For the same expenditure on electricity, Canadians can decorate their houses for the holidays with many more LEDs than incandescent lights, as shown in the graph below. For example, ten dollars of electricity in Quebec will power 161 LED strings compared to 19 incandescent onesFootnote 1. In New Brunswick, ten dollars will power 100 LED strings compared to 11 incandescent ones.
Figure Source and Description
Source: Hydro-Québec, NEB calculations
Description: This bubble chart compares the number of strings of decorative lights that can be powered during the holiday season for a total electricity cost of $10 in each province. The number of incandescent strings that can be powered for $10 varies between eight in Nova Scotia and 19 in Quebec. The same $10 powers between 72 LED strings in Nova Scotia and 161 LED strings in Quebec.

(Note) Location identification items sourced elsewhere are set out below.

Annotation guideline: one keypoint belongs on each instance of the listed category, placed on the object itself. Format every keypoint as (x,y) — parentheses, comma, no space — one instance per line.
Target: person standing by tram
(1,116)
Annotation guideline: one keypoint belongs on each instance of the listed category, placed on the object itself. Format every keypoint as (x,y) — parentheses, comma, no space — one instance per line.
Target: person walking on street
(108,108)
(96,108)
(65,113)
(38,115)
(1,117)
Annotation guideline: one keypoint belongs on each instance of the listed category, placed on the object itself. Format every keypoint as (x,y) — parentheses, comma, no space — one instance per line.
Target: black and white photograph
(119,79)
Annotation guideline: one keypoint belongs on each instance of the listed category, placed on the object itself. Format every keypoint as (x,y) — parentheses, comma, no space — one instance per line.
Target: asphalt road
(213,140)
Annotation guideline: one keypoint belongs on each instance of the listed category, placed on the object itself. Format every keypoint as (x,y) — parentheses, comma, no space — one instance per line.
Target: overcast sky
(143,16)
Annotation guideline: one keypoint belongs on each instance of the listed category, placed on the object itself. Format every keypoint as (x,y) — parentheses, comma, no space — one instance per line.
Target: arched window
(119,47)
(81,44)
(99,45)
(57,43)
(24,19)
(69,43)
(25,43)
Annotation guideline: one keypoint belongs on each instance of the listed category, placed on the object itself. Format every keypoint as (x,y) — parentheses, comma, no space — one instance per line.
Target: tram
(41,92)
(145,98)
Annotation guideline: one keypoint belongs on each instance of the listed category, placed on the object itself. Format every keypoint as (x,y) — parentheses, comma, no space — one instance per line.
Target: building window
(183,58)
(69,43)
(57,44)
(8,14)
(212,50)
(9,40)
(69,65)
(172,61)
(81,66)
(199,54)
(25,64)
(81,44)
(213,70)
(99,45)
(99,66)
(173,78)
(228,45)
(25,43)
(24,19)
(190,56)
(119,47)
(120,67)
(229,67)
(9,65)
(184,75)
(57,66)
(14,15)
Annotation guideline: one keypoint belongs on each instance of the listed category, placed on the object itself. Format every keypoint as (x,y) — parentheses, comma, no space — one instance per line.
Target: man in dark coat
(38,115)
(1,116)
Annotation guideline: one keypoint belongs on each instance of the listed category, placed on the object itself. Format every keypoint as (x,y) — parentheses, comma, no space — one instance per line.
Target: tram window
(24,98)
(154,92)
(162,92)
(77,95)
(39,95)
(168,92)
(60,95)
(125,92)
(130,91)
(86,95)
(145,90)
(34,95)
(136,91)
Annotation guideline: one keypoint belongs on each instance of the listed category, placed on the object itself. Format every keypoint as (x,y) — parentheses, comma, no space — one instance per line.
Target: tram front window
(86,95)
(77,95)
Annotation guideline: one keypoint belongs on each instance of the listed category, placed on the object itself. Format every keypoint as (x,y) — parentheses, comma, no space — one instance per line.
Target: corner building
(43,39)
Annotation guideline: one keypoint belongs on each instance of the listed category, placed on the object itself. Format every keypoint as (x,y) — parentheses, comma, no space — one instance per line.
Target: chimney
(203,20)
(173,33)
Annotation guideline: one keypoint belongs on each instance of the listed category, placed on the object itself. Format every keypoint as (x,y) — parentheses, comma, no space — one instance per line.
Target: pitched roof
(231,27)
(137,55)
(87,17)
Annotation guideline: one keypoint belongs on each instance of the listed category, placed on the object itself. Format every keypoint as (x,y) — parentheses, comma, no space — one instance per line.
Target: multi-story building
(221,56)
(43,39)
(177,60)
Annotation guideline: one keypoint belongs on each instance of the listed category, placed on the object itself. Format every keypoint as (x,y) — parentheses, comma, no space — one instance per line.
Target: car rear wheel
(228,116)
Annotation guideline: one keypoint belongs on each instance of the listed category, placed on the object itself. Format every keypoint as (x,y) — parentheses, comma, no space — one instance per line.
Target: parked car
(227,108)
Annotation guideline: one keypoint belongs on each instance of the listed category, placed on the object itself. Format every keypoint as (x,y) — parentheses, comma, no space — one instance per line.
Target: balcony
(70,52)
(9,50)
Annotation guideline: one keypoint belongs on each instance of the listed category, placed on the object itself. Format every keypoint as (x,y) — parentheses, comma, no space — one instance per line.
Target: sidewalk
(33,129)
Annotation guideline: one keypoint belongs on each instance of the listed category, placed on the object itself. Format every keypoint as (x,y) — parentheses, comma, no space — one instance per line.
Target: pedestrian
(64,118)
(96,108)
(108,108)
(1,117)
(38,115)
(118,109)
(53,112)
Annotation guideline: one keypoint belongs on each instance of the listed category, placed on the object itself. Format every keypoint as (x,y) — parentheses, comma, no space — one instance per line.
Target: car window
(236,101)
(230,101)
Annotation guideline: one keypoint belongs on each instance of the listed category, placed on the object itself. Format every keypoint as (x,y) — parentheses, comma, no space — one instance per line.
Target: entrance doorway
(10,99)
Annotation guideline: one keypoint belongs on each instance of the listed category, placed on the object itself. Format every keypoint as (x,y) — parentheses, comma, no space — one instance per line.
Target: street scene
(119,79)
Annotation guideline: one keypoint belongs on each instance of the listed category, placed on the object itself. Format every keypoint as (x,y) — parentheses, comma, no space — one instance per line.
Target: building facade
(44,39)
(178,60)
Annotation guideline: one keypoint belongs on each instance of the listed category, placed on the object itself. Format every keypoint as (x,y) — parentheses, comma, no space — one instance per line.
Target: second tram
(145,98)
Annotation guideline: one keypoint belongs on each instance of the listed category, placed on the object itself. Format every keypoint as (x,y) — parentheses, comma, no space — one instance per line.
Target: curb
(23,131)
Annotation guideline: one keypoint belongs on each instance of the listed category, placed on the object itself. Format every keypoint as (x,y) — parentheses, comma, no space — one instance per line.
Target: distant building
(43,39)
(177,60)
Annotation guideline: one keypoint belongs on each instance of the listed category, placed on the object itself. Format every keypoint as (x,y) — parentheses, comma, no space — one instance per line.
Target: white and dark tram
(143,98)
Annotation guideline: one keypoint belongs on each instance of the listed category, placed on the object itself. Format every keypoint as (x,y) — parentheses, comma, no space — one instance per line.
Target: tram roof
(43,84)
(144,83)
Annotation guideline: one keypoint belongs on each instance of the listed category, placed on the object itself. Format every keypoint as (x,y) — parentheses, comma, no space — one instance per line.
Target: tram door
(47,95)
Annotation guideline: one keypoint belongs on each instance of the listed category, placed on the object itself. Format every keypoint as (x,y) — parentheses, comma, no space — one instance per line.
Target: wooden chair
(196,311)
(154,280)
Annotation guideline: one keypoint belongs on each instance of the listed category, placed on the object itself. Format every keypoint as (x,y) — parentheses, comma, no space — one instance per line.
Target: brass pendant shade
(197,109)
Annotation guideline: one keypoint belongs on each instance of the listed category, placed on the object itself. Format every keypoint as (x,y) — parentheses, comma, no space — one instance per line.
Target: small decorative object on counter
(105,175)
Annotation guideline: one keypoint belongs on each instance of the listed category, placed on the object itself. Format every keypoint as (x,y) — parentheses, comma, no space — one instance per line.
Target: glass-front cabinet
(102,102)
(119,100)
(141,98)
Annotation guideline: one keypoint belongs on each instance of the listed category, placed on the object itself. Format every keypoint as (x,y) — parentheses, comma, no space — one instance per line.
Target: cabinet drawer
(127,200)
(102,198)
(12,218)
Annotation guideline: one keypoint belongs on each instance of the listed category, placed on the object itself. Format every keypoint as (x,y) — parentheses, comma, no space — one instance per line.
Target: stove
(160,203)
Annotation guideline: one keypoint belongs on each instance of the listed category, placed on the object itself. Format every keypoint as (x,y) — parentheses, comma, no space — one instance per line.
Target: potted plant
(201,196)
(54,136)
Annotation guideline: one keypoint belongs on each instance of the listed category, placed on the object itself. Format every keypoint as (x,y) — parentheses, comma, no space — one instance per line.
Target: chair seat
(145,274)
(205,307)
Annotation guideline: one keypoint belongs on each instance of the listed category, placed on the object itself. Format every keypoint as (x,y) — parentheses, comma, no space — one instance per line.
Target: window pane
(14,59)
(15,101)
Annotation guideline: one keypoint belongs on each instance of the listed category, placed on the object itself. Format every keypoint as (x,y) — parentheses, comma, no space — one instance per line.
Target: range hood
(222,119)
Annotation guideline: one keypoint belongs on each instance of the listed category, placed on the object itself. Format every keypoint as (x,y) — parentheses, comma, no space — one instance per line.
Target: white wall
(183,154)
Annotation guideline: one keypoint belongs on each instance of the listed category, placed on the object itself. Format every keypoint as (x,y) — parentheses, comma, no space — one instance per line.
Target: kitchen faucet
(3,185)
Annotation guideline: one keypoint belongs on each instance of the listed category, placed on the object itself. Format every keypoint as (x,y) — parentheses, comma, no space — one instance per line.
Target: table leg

In Canada, 40 per cent of households reported using LED holiday lights in 2013, up from 29 per cent in 2007. Efficiency initiatives are also being introduced to encourage further switching to LED technology. For example, residents could trade their old incandescent holiday lights for strings of LED lights during events organized in New Brunswick and Nova Scotia.
According to a report released by Goldman SachsFootnote 2 general lighting accounts for 15 to 20 per cent of global electricity consumption and three billion lamps are sold per year worldwide. LEDs’ share of this market has increased from one per cent in 2010 to 28 per cent in 2015. Sharp cost reductions and performance improvements, relatively short replacement cycles for incumbent technologies, and aggressive policy support (including bans on incandescent technology in major markets such as the US, EU, and China) have helped LEDs rapidly obtain market share. Based on current trends, LEDs will likely hold more than two thirds of market share by 2020, and nine out of 10 lightbulbs sold worldwide will be LEDs by 2025.